This is a very interesting idea. Within this theory, do you think that if, in a hypothetical future, humans colonized other astronomical bodies, gods would come with us? Or perhaps there are already gods abounding in the cosmos away from other material sapient life. I like the idea of lonely gods of interstellar asteroids as the inspiration for modern and future mythology.
Within this theory, can gods be organized into sets based upon their reach and complexity? There are local deities; there are cosmopolitan deities; there are cosmic deities. On an ontological level, are these different types (or "sizes"?) of entity?
In neopaganism, especially Wicca; all divinities often reduced to facets of one or two greater divinities usually represented by the Horned God and Mother [triple] Goddess. In this view, its more common to see say, Hecate or Artemis as facets of the great mother or Cernunnos and Hermes as facets of the horned god. This is not the historical view but its fairly common. This the view you also commonly see as described in OP.
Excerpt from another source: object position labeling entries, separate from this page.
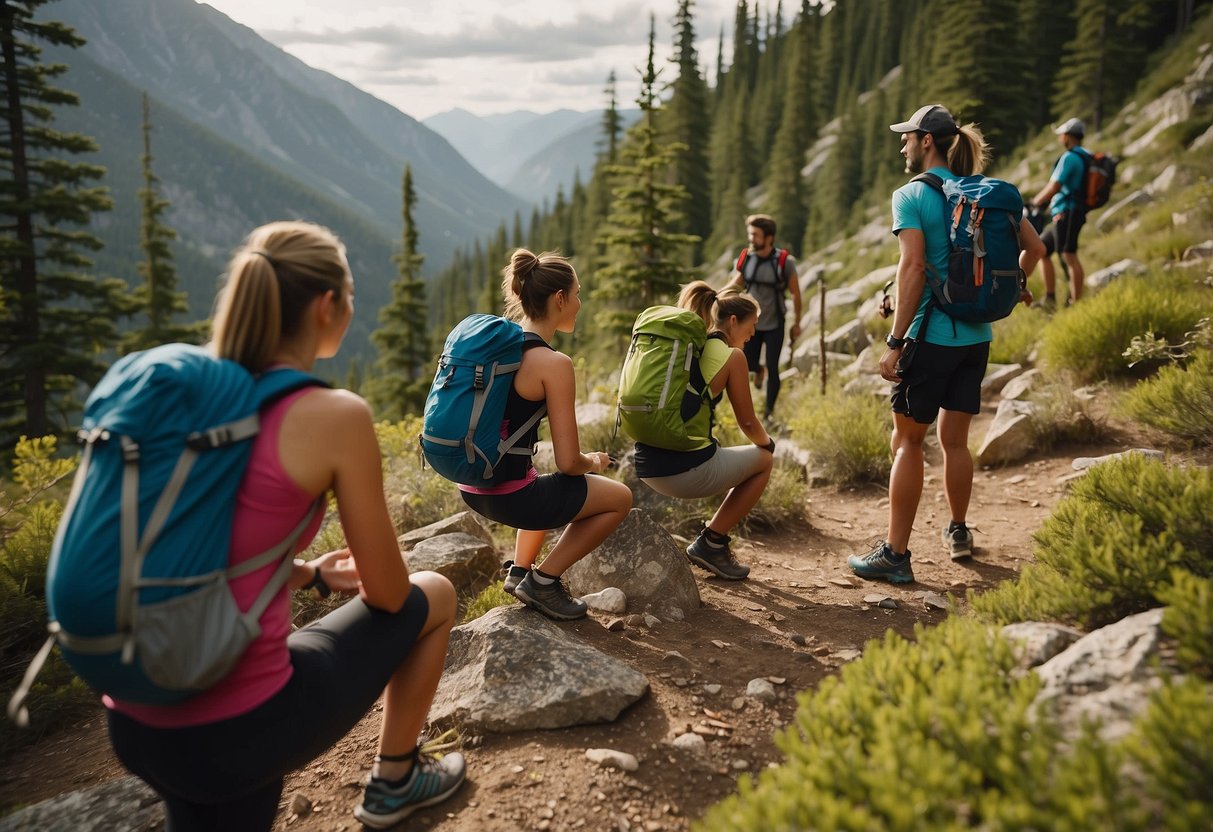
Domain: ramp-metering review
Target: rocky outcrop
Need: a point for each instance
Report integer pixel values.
(512, 670)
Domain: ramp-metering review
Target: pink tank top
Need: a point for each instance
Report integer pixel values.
(269, 505)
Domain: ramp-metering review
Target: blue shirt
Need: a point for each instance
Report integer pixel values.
(1069, 172)
(917, 205)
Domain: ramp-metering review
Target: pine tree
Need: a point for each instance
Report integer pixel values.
(158, 297)
(685, 121)
(643, 255)
(402, 340)
(56, 319)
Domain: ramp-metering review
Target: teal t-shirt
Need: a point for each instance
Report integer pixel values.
(1069, 172)
(917, 205)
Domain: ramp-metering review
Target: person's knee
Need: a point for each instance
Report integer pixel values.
(439, 593)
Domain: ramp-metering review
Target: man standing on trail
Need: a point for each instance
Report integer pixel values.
(766, 272)
(1066, 200)
(949, 359)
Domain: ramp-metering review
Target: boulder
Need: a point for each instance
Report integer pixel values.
(461, 558)
(1020, 385)
(120, 805)
(1036, 642)
(1106, 677)
(852, 337)
(465, 522)
(997, 375)
(1009, 436)
(512, 670)
(644, 562)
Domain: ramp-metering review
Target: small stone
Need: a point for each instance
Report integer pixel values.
(613, 759)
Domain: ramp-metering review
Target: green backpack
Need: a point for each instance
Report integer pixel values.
(661, 388)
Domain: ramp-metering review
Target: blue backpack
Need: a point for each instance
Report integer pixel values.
(463, 433)
(984, 281)
(137, 583)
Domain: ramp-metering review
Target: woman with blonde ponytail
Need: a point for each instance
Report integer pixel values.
(740, 472)
(218, 758)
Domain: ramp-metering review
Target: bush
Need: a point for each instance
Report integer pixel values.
(1015, 336)
(1178, 400)
(1091, 337)
(846, 434)
(1112, 547)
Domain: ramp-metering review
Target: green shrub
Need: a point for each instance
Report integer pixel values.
(1114, 546)
(1169, 746)
(1015, 336)
(1178, 400)
(846, 434)
(489, 598)
(1189, 620)
(938, 734)
(1089, 338)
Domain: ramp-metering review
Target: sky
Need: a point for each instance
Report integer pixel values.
(484, 56)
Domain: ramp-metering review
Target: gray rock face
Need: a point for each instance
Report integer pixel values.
(120, 805)
(1105, 677)
(642, 559)
(1009, 436)
(466, 522)
(461, 558)
(1036, 642)
(512, 670)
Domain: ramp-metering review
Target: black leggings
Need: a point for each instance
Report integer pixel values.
(228, 775)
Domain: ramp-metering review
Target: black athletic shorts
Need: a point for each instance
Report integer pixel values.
(228, 775)
(548, 502)
(947, 377)
(1063, 233)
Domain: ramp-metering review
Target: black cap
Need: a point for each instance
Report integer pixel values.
(930, 119)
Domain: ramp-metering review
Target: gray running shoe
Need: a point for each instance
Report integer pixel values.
(513, 576)
(881, 565)
(958, 541)
(718, 560)
(433, 780)
(552, 600)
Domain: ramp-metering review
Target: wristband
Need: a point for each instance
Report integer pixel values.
(318, 583)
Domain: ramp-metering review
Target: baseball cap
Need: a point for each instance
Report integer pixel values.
(929, 119)
(1072, 127)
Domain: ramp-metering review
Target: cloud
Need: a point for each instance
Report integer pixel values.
(530, 41)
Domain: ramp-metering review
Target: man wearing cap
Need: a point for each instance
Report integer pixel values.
(1064, 195)
(949, 359)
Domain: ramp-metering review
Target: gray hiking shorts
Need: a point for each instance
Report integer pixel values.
(728, 468)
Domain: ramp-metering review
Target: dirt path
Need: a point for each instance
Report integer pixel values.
(798, 617)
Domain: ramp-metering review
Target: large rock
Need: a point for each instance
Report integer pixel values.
(1009, 436)
(642, 559)
(119, 805)
(461, 558)
(512, 670)
(1105, 677)
(1105, 275)
(465, 522)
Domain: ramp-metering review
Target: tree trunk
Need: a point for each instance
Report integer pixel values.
(26, 266)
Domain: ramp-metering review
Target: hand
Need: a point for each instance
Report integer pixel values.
(340, 571)
(889, 364)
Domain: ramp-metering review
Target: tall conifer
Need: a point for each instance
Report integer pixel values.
(56, 319)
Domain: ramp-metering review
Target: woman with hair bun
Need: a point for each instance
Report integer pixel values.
(544, 295)
(742, 471)
(218, 758)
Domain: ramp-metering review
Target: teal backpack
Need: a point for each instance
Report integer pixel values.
(664, 399)
(984, 281)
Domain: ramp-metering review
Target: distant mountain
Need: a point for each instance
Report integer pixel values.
(530, 154)
(245, 132)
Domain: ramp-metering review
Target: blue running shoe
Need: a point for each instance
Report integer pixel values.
(880, 564)
(432, 781)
I've encountered this idea within attempts at explaining historical Egyptian, Maya, and Nahua theology and cosmology. Wicca's reduction to a single male and female figure is interesting. Does Wicca look at gender and/or sex as a foundational attribute of divinities, or is this more of a way for practitioners to put divinities into relatable categories?
A third group exists more common in neopagan faiths (rather than devotional polytheism) that sees the gods as archetypical manifestations of unconscious will. Think for example of Neil Gaiman's American Gods wherein divinity has power insofar as it has worshipers and devotees. This group is also very numerous among pagan groups and often times this and the second group duke it out with the first group, in my experience.
Does this theory tacitly assume pantheism or panpsychism or something similar?